Lying in politics is corrosive to our democracy. And lying about gerrymandering is particularly bad.
Updated: Jul 17
by Phil Hatcher
Governor Sununu recently vetoed, for the second year in a row, a commonsense bill to create a bipartisan, advisory redistricting commission. In his veto message he stated that “New Hampshire has a redistricting process that is fair,” “issues of gerrymandering in the State are rare,” and “we must be careful before pursuing wholesale changes to systems that have proven themselves to work for New Hampshire.”
Of course, the first two of these statements are clearly false. Fair and rare? Come on, Governor. Have you never seen the shape of the second district of the Executive Council, which is often described as a dragon that has swallowed a medium-sized mammal? Do you not remember that the last two redistricting battles in 2002 and 2012 ended up in the state’s Supreme Court?

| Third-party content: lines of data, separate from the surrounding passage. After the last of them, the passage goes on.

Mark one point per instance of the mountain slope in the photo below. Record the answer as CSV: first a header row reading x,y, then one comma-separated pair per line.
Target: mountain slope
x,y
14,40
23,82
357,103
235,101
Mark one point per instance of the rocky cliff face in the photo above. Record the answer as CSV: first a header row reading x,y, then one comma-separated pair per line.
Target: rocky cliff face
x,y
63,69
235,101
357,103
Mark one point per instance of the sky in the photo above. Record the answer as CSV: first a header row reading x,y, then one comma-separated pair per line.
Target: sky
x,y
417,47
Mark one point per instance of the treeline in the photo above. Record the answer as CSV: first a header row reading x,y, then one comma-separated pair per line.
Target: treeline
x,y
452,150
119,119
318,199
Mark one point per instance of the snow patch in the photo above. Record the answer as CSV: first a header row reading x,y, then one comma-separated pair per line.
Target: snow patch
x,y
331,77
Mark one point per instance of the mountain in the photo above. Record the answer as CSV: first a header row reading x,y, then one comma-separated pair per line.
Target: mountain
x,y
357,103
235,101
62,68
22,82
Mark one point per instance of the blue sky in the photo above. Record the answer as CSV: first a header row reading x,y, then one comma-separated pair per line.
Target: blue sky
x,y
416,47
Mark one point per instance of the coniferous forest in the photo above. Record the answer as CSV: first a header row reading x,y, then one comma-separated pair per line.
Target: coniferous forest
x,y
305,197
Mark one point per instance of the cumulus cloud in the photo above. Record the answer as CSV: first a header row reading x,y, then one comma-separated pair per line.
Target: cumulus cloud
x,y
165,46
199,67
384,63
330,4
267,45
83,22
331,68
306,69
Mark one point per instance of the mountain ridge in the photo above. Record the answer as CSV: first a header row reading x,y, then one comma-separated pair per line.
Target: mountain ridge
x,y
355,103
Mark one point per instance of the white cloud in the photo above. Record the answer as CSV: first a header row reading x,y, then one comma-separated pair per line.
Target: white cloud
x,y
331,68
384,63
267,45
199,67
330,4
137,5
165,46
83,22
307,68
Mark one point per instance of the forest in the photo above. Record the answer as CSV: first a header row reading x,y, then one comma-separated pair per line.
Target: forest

And the third statement begs the question: Works for who? Yes, gerrymandering works for the governor and his party, desperate to hold onto power, despite their steadily diminishing political strength, and shamelessly willing to use gerrymandering and voter suppression to undermine the will of the voters. But gerrymandering does not work for anyone else.
We Need Two Parties
Our state needs at least two functioning political parties, ready to compete for voters based upon their ideas, their ability to effectively implement policies, and their visions for the future. Today in New Hampshire we only have one functioning party, the Democratic party. The Republican party has been hollowed out and disconnected from a majority of the state’s residents by Trumpism, as well as an addiction to taking direction from special interests outside of the state. In fact, apparently there is evidence, which Governor Sununu is fighting in court to keep hidden, that he took his marching orders from Scott Walker to veto the 2019 redistricting bill. Scott Walker is the former Republican governor of Wisconsin who now leads the National Republican Redistricting Trust. This would mean that Governor Sununu values the opinion of Scott Walker more than he does the people of New Hampshire, including the Republicans who voted for the bill in the House as well as all the Republicans in the Senate, none of whom objected when the bill was approved in that body by a unanimous voice vote.

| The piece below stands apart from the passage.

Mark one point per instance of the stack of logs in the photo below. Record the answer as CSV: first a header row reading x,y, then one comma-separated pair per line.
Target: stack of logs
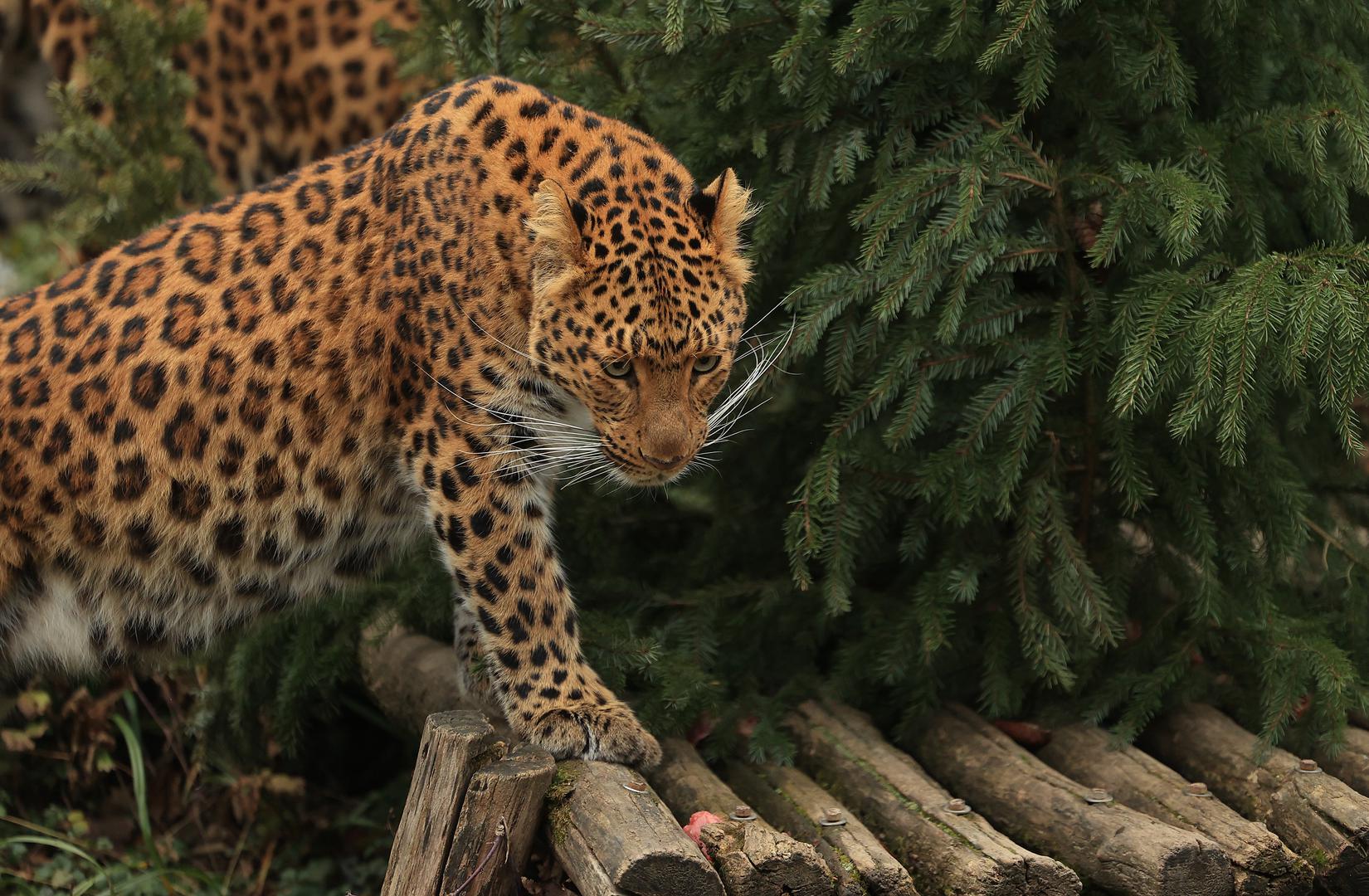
x,y
1198,810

Implementing a redistricting commission would force the process into the open and would require bipartisan compromise, no matter which party currently controlled the legislature or the governor’s office. A large majority of Americans, across all parties, understand that it is just plain wrong to allow the politicians to choose their voters, rather than the other way around. Let’s make the politicians compete for their voters.
Lying Leads to Cynicism
Gerrymandering reinforces the growing cynicism about government, as does the obvious lying about redistricting shenanigans. And Governor Sununu knows he is lying about these vetoes. Both years he announced the vetoes late on Fridays, hoping to bury them and hide them from the public.
And we Democrats need to be more honest too. We had a chance in 2009-2010, when we were in control in Concord, to pass a bill to set up a commission. That we did not act then also builds cynicism about our motives and sincerity.
So let’s put a stop to the corrosive lying by committing to passing legislation in 2021 to set up a redistricting commission no matter what happens in the 2020 elections. President Trump, with his constant lying, has brought this nation to its knees. Taking action to eliminate gerrymandering would be one small step we could take here in New Hampshire to start to rebuild trust in our democracy.
Phil Hatcher retired from the University of New Hampshire in 2019 after 33 years teaching computer science. He was born in Ohio and raised in Indiana, but he and his wife, Peggy Kieschnick, have lived in Dover since 1986. They have two children and one grandchild, all living in Brooklyn, New York. This makes them wonder: why can’t we keep our young people in New Hampshire?